歌が終わると、火を消すように促され、火を消すと拍手が沸き起こる。
「おめでとう!」
「おめでとうございます!」
なんとも言えない気持ちが溢れて、お礼の言葉を言おうにも、言えなかった。
「え、どうした!?」
「なんで、泣くのよ!」
皆が慌て始める。それよりも、自分が泣いていることに驚いた。
「すみません、嬉しくて」
両親がいた頃は、こんなこともしたが、いなくなってからは久しく。
涙を拭って笑うと、落ち着きを取り戻す。
「そうかー、泣いちゃうくらい嬉しかったんだな!」
笑顔で肩を組んでくる虎徹。
「ちょっと、やめてください」
「なんだよー、嬉しいくせに」
「鬱陶しいです」
そのまま認めてしまうのは、少し癪に触る。
でも、やはり嬉しくて、頬がゆるんでしまった。

「はい、バーナビーの分ね」
カリーナから受け取った皿の上には、どう見ても二つ分の大きさのケーキ。その上には、名前入りのチョコでできたプレートが乗っていた。
「あの、多いです」
「主役なんだから、一番大きくって。誰かに分けてあげれば?」
言われても困ると、カリーナは席に戻っていった。ケーキを分けているのは、ネイサンだ。その気遣いは嬉しいが、この量は少々辛い。
「ねー、これ余ってる?」
「管理官の分だから食べちゃ、駄目よ」
その言葉に落ち込むホァンを呼び、ケーキを少し分ける。
「ありがとう!バーナビーさん」
「どういたしまして。あの、管理官が来るんですか?」
「仕事が終わりしだい来るよ!」
満面の笑みでキースが答える。ケーキの横に携帯が置いてあった。
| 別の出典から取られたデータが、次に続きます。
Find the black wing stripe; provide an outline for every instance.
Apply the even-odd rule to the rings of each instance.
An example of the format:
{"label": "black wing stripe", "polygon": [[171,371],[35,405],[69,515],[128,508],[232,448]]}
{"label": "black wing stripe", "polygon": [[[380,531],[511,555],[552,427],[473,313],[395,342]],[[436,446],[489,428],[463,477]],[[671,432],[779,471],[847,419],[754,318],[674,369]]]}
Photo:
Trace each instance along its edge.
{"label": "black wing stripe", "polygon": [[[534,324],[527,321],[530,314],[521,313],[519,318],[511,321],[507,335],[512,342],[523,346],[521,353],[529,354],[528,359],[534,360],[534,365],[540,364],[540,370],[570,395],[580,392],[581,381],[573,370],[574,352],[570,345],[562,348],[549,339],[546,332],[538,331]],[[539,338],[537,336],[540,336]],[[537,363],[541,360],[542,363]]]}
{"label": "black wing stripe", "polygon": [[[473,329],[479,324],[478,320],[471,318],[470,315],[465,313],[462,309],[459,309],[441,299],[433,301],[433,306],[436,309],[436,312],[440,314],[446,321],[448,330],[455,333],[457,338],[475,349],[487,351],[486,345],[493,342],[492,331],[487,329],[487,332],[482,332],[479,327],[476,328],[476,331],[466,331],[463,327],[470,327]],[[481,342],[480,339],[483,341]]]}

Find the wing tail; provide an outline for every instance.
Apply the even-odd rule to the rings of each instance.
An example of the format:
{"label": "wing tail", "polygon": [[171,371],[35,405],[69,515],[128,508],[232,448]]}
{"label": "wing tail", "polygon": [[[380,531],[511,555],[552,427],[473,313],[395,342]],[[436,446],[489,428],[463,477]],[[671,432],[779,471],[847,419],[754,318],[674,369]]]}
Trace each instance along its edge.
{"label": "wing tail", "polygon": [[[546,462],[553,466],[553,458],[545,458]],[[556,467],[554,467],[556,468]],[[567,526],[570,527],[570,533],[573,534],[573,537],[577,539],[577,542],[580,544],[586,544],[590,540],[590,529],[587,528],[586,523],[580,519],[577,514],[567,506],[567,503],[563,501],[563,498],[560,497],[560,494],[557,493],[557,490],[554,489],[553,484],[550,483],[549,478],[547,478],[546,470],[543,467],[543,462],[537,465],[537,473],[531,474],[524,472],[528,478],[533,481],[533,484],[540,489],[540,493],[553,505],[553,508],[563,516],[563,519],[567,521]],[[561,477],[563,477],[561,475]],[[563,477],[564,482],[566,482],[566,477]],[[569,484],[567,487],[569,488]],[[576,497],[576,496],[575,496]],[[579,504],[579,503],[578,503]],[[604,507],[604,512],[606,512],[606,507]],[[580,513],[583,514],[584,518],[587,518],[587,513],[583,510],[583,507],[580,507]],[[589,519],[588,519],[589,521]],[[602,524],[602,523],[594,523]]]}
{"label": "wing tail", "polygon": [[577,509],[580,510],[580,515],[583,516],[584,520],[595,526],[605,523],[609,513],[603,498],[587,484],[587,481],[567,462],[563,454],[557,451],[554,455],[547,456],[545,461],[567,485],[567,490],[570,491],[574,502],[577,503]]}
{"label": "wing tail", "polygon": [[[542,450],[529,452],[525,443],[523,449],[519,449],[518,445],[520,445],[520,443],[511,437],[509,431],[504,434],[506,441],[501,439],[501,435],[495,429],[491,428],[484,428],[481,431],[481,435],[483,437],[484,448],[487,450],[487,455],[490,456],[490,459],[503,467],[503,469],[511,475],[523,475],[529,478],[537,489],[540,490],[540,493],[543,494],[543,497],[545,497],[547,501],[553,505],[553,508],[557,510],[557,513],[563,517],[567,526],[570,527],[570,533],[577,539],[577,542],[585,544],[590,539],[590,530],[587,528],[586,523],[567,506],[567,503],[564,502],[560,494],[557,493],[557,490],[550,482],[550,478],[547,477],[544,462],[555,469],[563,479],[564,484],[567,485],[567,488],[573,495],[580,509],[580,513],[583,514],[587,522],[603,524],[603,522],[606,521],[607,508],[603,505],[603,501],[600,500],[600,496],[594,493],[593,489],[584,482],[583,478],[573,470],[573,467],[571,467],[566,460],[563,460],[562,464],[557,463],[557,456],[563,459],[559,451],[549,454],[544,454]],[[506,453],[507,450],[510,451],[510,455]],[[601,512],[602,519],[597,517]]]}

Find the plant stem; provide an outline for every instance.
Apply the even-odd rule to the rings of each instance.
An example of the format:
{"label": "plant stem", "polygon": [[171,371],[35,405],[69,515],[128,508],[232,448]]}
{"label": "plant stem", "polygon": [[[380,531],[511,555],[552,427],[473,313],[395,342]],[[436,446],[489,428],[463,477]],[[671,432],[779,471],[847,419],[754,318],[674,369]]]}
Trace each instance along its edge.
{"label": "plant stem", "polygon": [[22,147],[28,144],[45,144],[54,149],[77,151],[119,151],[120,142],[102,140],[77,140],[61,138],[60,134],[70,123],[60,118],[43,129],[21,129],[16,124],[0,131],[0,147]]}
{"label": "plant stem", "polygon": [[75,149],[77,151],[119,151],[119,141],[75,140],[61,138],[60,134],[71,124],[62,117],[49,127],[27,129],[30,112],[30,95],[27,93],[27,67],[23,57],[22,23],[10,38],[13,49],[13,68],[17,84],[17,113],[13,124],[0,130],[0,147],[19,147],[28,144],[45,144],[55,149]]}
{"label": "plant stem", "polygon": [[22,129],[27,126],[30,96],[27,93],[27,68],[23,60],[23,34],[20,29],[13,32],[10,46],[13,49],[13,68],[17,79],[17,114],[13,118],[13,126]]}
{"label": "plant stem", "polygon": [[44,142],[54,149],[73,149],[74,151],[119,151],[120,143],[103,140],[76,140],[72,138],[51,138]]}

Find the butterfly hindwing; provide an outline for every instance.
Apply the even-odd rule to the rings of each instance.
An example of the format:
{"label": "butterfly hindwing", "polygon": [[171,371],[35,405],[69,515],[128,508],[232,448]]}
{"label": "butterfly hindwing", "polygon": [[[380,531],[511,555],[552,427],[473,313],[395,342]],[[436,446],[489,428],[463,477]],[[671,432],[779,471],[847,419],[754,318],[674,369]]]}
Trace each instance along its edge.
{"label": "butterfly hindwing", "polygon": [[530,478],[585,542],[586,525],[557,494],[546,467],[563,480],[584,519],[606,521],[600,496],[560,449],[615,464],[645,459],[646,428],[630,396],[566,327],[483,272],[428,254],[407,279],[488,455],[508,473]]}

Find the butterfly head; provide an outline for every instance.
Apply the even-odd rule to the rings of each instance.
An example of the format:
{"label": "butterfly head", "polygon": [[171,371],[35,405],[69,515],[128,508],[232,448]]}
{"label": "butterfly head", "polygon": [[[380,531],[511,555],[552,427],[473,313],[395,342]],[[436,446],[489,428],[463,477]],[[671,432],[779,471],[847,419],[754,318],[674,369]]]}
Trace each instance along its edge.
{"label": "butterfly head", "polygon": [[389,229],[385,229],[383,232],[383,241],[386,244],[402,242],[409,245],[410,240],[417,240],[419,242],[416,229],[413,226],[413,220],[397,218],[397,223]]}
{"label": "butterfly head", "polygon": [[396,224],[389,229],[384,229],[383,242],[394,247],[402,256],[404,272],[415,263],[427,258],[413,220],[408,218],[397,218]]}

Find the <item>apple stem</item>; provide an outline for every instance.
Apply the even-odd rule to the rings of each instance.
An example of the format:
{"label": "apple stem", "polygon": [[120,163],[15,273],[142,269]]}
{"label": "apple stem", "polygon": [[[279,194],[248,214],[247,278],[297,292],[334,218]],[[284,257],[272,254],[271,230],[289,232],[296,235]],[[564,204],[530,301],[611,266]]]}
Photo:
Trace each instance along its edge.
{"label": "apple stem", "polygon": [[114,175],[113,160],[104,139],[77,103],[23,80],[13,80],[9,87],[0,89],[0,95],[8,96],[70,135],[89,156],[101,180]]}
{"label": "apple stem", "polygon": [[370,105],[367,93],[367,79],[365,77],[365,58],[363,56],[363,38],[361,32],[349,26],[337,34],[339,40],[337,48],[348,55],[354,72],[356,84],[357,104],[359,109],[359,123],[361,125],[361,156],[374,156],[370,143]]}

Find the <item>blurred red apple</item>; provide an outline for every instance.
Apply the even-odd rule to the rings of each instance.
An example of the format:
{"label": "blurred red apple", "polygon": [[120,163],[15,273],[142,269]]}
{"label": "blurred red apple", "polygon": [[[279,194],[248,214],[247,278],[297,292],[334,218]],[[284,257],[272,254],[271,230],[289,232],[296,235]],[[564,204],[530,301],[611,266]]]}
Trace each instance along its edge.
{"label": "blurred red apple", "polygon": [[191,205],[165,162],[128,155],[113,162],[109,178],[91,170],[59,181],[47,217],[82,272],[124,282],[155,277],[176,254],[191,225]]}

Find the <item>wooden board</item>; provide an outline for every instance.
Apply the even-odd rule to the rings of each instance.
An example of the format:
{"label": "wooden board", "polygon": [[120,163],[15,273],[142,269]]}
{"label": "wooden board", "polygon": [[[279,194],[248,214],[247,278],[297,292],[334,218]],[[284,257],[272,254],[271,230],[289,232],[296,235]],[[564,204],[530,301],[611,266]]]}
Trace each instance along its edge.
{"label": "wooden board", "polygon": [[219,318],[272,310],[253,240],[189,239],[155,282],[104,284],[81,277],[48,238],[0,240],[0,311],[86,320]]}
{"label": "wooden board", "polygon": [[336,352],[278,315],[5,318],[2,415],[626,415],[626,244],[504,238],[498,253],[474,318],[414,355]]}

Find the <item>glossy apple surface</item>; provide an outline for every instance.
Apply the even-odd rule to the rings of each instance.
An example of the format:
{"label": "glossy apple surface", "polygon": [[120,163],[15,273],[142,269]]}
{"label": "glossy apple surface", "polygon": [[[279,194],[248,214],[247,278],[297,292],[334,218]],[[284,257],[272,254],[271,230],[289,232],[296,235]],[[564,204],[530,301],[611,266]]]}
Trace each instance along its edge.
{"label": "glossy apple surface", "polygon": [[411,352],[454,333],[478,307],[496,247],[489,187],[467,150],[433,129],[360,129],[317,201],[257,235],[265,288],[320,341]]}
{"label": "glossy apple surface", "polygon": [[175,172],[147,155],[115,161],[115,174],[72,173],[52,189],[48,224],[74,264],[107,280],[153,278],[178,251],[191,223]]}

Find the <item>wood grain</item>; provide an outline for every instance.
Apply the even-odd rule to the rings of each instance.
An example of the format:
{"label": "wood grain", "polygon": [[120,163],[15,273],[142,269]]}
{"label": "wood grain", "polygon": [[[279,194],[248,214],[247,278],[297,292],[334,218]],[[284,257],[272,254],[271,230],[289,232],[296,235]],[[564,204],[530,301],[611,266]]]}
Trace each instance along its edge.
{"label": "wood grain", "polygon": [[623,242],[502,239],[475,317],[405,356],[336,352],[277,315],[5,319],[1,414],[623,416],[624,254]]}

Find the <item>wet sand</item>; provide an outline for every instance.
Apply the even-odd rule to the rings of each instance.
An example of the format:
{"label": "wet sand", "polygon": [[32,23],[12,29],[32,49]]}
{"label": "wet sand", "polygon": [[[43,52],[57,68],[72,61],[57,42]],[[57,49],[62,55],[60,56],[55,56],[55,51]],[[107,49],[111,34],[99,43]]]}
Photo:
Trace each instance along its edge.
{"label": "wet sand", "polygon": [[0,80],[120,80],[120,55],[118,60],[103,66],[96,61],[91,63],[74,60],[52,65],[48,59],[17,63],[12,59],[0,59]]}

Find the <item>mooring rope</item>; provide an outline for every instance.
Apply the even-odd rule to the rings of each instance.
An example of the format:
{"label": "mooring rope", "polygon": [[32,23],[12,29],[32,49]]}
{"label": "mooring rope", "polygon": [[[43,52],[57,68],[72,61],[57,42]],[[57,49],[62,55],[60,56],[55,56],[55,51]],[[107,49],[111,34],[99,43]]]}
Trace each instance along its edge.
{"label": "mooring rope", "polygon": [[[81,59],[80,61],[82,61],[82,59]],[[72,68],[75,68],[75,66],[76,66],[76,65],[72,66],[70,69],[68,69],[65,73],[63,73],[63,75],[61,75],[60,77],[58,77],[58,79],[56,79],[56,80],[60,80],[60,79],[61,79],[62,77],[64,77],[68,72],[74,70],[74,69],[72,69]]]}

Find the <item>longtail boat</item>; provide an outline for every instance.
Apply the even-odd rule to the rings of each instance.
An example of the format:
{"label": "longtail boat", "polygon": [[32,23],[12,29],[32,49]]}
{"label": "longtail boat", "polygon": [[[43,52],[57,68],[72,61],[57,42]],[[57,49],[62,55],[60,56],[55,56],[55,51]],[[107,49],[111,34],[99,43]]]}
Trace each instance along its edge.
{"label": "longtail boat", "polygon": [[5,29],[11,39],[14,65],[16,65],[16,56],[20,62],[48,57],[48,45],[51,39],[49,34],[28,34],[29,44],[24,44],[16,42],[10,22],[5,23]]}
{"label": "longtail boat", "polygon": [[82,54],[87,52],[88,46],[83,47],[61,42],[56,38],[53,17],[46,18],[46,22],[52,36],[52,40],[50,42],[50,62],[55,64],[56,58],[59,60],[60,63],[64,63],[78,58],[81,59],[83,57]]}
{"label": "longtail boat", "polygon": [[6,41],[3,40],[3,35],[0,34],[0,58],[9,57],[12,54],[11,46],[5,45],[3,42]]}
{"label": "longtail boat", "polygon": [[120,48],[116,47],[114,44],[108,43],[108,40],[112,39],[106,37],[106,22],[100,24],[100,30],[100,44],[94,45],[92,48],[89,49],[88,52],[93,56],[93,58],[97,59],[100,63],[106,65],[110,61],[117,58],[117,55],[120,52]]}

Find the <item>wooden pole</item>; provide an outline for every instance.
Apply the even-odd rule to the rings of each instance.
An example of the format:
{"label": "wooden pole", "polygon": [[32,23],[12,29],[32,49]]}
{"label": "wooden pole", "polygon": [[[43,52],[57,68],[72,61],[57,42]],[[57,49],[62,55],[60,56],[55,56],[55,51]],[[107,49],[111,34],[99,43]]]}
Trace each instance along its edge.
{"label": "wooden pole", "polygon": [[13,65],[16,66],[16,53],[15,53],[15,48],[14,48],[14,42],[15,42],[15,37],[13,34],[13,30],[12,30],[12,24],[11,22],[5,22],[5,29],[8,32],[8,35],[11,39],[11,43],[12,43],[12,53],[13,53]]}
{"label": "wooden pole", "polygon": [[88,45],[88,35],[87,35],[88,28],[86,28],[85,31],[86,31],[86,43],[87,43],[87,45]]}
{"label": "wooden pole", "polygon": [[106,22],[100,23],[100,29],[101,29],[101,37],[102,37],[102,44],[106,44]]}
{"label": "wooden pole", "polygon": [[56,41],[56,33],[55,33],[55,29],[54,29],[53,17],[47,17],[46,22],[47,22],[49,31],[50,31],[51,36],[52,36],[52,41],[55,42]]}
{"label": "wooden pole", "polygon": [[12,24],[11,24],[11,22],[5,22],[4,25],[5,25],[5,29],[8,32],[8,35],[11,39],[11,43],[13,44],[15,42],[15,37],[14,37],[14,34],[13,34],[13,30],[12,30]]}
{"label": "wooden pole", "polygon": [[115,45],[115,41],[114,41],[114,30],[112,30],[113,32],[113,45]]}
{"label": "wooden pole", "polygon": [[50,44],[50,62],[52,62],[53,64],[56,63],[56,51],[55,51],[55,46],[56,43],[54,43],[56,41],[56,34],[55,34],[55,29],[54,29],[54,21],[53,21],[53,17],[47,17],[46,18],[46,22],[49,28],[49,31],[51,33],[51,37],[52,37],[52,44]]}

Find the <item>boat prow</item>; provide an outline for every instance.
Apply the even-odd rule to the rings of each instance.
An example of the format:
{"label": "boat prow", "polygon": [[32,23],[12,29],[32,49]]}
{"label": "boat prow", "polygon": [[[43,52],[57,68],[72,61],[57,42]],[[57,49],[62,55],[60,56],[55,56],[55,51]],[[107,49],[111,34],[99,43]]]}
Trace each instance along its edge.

そわそわしているのは、そのせいか。
「忙しいみたいだからな」
アントニオがそう言うと、虎徹が慌てる。
「ちゃ、ちゃんと書類は出したぞ!」
管理官がなかなか来ない原因を作ったらしい。
冷たい目で虎徹を見ていると、服が引っ張られる。
「バーナビーさん、はい」
見ると、ホァンが袋を渡してきた。オレンジ色のリボンをしているそれは、プレゼントだということは、一見してわかった。
「ありがとうございます、開けてもいいですか?」
「う、うん……」
顔を真っ赤にしているホァン。
開けると、入っていたのは赤いマフラー。赤い毛糸で作られている。
「あら、手編み?」
後ろからネイサンが覗き込んでいる。
「初めてだったからあまり上手くないけど……あの……」
言葉を切り、ホァンはネイサンの後ろに隠れてしまった。
「何?もう渡してるの?」
「じゃあ、僕も渡します」
次々と渡されるプレゼント。それは、抱えきれない程の。
「皆さん、ありがとうございます」
どういたしましてと、言葉が返ってくる。
「さあ、食べて飲むわよ!」
プレゼントは横に置き、ケーキを食べることにした。
久しぶりに食べたケーキは、とても甘いが、美味しい。
食事の争奪戦が始まり、一層、盛り上がる。

そこにお酒が入り、パーティーが最高潮になるのは、少し後になる。